Stirring our Brew and 3 Little Witches
(Say the first 4 lines with a spooky voice.)
Stirring and stirring and stirring our brew… (Pretend to stir.)
Wooooooo! Woooooo! (Cup hands by mouth.)
Stirring and stirring and stirring our brew… (Stir.)
Wooooooo! Wooooo! (Cup hands by mouth.)
Tip-toe. Tip-toe. BOO! (Pretend to tip-toe.)
(Sing these 4 lines to “Ten Little Indians”)
One little, two little, three little witches. (Hold up 3 fingers.)
Flying over haystacks, flying over ditches. (Fly fingers in the air.)
Slid down the moon and tore their britches! (Hands on pants.)
Hi, ho, Halloween’s here! (Clap hands.)
My children used to LOVE to act out this song. You can make broomsticks by rolling up several sheets of newspaper lengthwise. Tape. Cut half way down and then ruffle like a broom.

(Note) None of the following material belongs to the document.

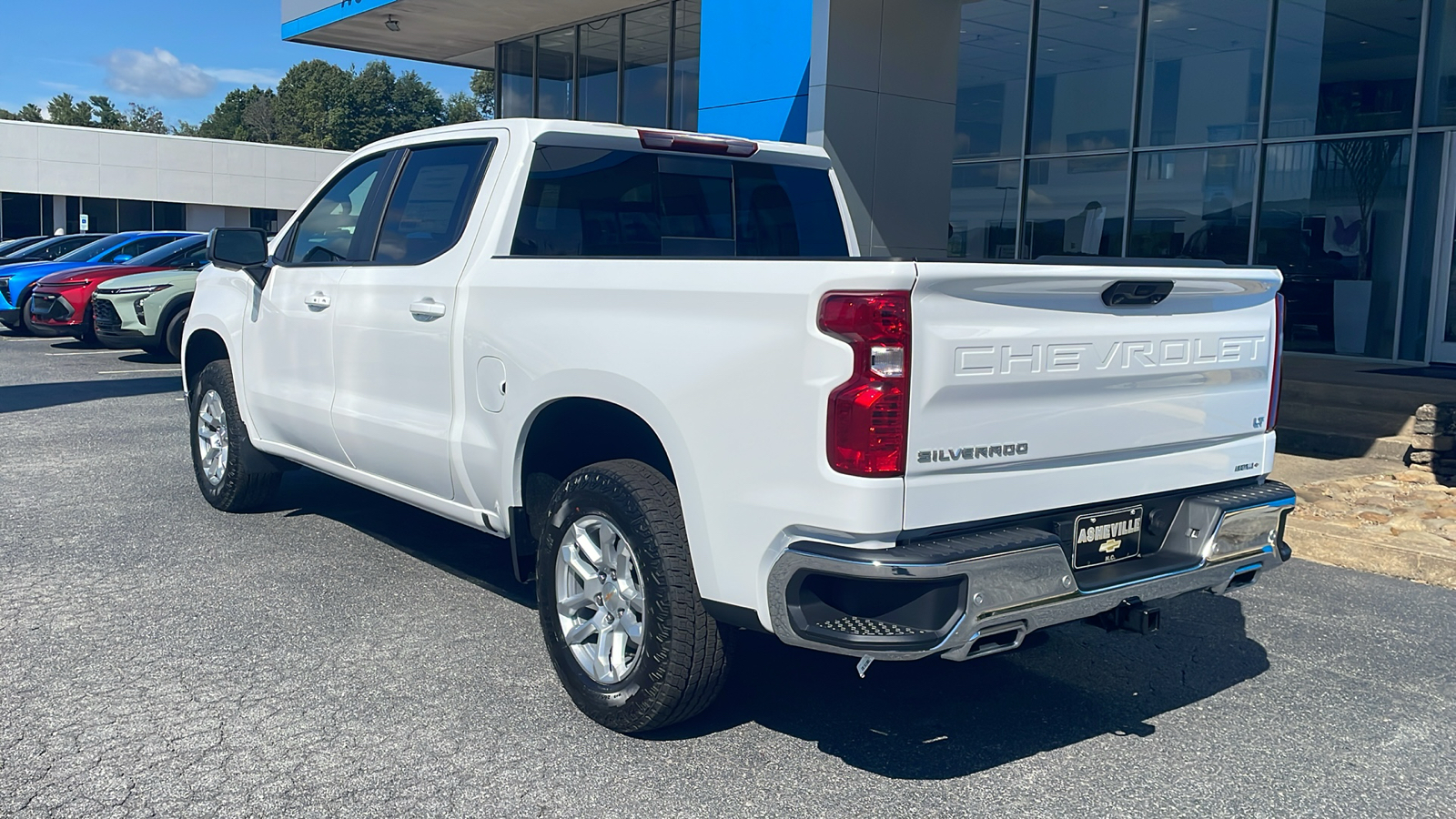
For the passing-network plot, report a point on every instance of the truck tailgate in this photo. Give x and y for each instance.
(1028, 392)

Make a list of silly things children suggest to put in witch’s brew. Are witches real or pretend. Make a T-Chart of things that are real and things that are pretend.

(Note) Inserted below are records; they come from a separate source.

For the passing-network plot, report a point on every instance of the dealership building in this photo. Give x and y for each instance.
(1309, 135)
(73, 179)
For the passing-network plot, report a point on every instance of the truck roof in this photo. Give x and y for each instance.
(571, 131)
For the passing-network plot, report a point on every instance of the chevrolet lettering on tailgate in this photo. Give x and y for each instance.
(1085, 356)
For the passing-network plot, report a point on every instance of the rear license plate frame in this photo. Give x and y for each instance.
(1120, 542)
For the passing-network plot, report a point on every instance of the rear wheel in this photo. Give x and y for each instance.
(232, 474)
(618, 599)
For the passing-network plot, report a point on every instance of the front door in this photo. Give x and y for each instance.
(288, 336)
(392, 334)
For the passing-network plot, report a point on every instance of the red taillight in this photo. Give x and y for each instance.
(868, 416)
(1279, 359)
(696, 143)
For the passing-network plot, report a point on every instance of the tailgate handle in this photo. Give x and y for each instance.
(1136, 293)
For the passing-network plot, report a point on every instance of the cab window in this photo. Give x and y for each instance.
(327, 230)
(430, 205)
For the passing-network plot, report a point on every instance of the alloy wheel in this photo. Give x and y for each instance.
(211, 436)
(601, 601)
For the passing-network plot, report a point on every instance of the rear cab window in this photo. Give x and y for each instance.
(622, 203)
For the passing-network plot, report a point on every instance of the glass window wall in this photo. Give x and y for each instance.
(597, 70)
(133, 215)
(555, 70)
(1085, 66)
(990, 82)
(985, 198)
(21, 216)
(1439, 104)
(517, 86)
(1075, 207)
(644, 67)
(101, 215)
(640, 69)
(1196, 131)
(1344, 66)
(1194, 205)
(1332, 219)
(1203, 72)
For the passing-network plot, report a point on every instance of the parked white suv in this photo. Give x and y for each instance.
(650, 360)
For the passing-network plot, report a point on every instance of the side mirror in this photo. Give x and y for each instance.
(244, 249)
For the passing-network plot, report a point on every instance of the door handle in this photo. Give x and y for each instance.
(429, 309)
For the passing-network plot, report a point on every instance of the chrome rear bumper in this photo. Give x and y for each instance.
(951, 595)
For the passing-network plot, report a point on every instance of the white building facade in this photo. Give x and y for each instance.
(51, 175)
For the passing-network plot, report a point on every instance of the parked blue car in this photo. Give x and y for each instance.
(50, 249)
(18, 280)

How about a little witch’s stew for snack. You will need 5 lunch sacks, 1 large bowl, Cheerios, pretzel sticks, fish crackers, raisins, M & M’s, ice cream cones. Write “frog eyes” on one sack and fill with Cheerios. Write “salted bones” on the second sack and fill with pretzel sticks. Write “dead fish” on the third sack and fill with fish crackers. Write “toad eyes” on the fourth sack and fill with raisins. Write “lizard gizzards” on the fifth sack and fill with M&M’s. Place the large bowl on the floor and make up a story about collecting all the items for your witch’s stew. One at a time let children come up and dump the contents in the bowl. Stir with a spoon as you sing the above song. Serve in ice cream cones. (Hint! You can substitute peanuts, miniature marshmallows, or other snack foods for any of the ingredients.)
Trace around children’s hands and feet on white paper. Glue to black construction paper and let children add details.

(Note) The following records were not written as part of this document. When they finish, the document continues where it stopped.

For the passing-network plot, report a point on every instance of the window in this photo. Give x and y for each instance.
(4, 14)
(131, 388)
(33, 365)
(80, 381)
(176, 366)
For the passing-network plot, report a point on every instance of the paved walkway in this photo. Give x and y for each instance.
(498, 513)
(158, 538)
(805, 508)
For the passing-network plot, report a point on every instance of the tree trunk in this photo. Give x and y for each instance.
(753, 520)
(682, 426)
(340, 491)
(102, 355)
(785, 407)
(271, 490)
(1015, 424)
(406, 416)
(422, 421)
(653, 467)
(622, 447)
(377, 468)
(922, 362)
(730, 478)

Halloween is a good time to talk about things that are real and things that are pretend. It’s also helpful to talk about things that scare us. I always talk about things that scare me, and that usually encourages the children to open up and talk about things that scare them. Everybody’s afraid of something, and that’s O.K. Make a class book called “Scary Things” where each child draws their fears and dictates or writes a story about them.